The Antidepressant Solution by Joseph Glenmullen M.D

Author:Joseph Glenmullen, M.D.
Language: eng
Format: epub
Publisher: Free Press


How Long the Patient Has Been

on the Drug

Almost all patients who have been on antidepressants for more than a month should use a tapering program when they are ready to try going off the drugs. The few exceptions are patients who have been on low doses for a couple of months or more. These are the lowest doses listed in Table 6.2, like 10 milligrams a day of Paxil, which do not need to be tapered, but instead can just be stopped. Still, many patients are on low doses precisely because they are exquisitely sensitive to drug side effects. So they may find they need to taper after all despite being on relatively low doses. One other exception is patients on 20 milligrams a day or less of Prozac who usually do not need to taper off, as seen in Table 6.2. But at higher Prozac doses, patients should taper off the drug.

Patients who have been on an antidepressant less than a month typically do not need to taper the drug. Since, in just one month, the brain has usually not yet fully adapted to living with the antidepressant, it does not need extra time to readjust to living without the drug.

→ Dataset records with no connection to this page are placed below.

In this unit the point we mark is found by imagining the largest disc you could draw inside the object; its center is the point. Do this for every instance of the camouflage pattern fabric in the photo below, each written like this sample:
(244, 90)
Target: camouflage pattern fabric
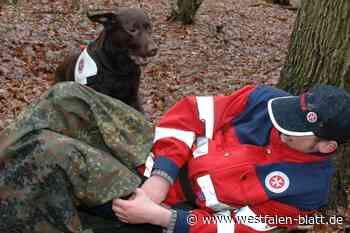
(72, 147)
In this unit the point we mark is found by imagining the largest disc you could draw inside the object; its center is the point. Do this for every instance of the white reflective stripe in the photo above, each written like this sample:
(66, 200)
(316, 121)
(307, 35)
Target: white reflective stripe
(185, 136)
(84, 67)
(205, 106)
(242, 215)
(202, 144)
(149, 165)
(225, 224)
(211, 201)
(278, 127)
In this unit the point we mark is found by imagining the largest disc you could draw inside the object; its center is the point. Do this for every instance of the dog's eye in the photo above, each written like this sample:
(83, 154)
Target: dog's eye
(147, 27)
(132, 30)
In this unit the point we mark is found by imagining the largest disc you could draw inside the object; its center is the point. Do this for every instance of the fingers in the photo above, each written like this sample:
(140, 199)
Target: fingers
(119, 211)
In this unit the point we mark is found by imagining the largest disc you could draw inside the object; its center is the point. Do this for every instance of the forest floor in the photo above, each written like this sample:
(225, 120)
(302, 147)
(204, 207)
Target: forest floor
(231, 44)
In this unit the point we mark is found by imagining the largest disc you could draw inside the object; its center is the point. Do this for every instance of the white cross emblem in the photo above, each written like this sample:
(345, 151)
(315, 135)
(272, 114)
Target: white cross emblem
(277, 182)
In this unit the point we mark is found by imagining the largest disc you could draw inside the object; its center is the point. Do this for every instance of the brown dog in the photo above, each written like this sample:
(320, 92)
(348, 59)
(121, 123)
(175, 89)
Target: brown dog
(111, 64)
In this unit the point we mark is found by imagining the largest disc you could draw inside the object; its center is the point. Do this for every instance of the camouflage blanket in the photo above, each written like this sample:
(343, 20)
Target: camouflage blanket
(72, 147)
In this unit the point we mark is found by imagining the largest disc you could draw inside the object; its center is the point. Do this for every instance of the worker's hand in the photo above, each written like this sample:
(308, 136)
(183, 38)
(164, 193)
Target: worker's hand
(141, 209)
(156, 188)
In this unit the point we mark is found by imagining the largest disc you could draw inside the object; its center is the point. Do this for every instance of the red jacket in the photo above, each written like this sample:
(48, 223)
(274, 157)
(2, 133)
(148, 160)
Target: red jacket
(238, 167)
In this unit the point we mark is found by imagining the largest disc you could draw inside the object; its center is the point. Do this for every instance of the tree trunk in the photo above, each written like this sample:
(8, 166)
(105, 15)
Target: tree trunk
(184, 10)
(320, 53)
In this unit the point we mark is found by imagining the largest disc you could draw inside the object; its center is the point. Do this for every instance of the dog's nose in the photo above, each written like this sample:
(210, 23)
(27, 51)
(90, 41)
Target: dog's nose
(153, 51)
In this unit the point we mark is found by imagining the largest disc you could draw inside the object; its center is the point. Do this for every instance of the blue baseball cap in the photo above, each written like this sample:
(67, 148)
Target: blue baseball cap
(324, 111)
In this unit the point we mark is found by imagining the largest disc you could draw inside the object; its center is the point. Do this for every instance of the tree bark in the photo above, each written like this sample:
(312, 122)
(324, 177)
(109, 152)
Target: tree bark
(320, 53)
(184, 10)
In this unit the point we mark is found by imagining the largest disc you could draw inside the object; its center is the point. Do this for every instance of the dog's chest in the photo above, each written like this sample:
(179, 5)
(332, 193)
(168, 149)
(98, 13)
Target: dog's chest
(85, 67)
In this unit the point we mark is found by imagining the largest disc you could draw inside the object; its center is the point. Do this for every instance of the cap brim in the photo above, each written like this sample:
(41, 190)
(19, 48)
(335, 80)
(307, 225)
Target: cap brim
(287, 117)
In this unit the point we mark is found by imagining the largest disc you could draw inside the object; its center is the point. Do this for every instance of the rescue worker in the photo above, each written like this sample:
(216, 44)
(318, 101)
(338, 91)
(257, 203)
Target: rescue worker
(260, 157)
(257, 152)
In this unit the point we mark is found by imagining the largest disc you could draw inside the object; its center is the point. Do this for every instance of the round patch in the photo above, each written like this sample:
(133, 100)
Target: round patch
(277, 182)
(311, 117)
(81, 66)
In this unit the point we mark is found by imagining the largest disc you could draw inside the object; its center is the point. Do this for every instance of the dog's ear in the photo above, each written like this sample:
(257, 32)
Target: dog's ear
(106, 19)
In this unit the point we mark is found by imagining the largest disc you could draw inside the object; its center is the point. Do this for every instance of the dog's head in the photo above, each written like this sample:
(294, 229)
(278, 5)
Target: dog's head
(128, 29)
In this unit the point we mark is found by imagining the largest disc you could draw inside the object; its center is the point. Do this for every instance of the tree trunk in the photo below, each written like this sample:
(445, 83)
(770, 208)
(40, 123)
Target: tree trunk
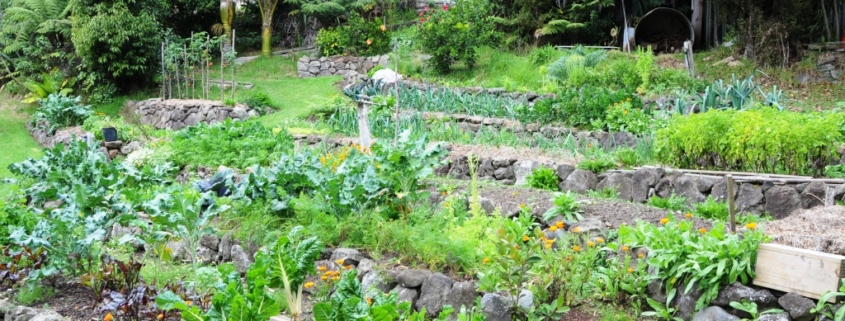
(266, 33)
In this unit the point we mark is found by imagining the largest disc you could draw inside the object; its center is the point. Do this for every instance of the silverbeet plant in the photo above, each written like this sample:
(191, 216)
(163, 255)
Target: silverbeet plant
(687, 257)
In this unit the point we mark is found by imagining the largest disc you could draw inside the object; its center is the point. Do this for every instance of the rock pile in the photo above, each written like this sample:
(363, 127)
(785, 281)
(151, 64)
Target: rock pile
(176, 114)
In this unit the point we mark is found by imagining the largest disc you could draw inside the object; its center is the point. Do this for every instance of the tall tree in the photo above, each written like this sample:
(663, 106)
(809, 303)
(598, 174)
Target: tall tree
(267, 8)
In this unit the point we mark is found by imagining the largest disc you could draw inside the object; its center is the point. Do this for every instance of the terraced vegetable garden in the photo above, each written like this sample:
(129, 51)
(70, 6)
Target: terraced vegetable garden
(604, 200)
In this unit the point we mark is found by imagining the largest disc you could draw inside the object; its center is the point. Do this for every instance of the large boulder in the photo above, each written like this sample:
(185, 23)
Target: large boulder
(379, 280)
(463, 294)
(814, 194)
(347, 256)
(496, 307)
(522, 169)
(737, 292)
(579, 181)
(687, 187)
(714, 313)
(412, 278)
(619, 182)
(749, 199)
(782, 201)
(798, 306)
(644, 179)
(434, 294)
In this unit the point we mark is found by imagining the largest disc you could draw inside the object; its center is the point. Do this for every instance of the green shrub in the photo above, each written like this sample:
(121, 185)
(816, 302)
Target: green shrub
(585, 108)
(60, 111)
(680, 254)
(125, 132)
(358, 36)
(575, 65)
(454, 34)
(543, 178)
(234, 144)
(759, 140)
(673, 203)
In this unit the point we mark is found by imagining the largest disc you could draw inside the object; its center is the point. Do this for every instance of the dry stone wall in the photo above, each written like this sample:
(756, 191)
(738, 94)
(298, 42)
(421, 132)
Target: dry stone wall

This assumes the dose was not rapidly escalated in the initial month the patient was on the drug. At the end of the first month, most of my patients are still only on the recommended starting dose of an antidepressant, for example 20 milligrams a day of Paxil. If I have put the patient up to 40 milligrams a day within the first month and we then need to stop it for some reason, I probably would put the dose back down to 20 milligrams a day and wait a week or two to see if the patient had any withdrawal symptoms before having him stop the drug altogether.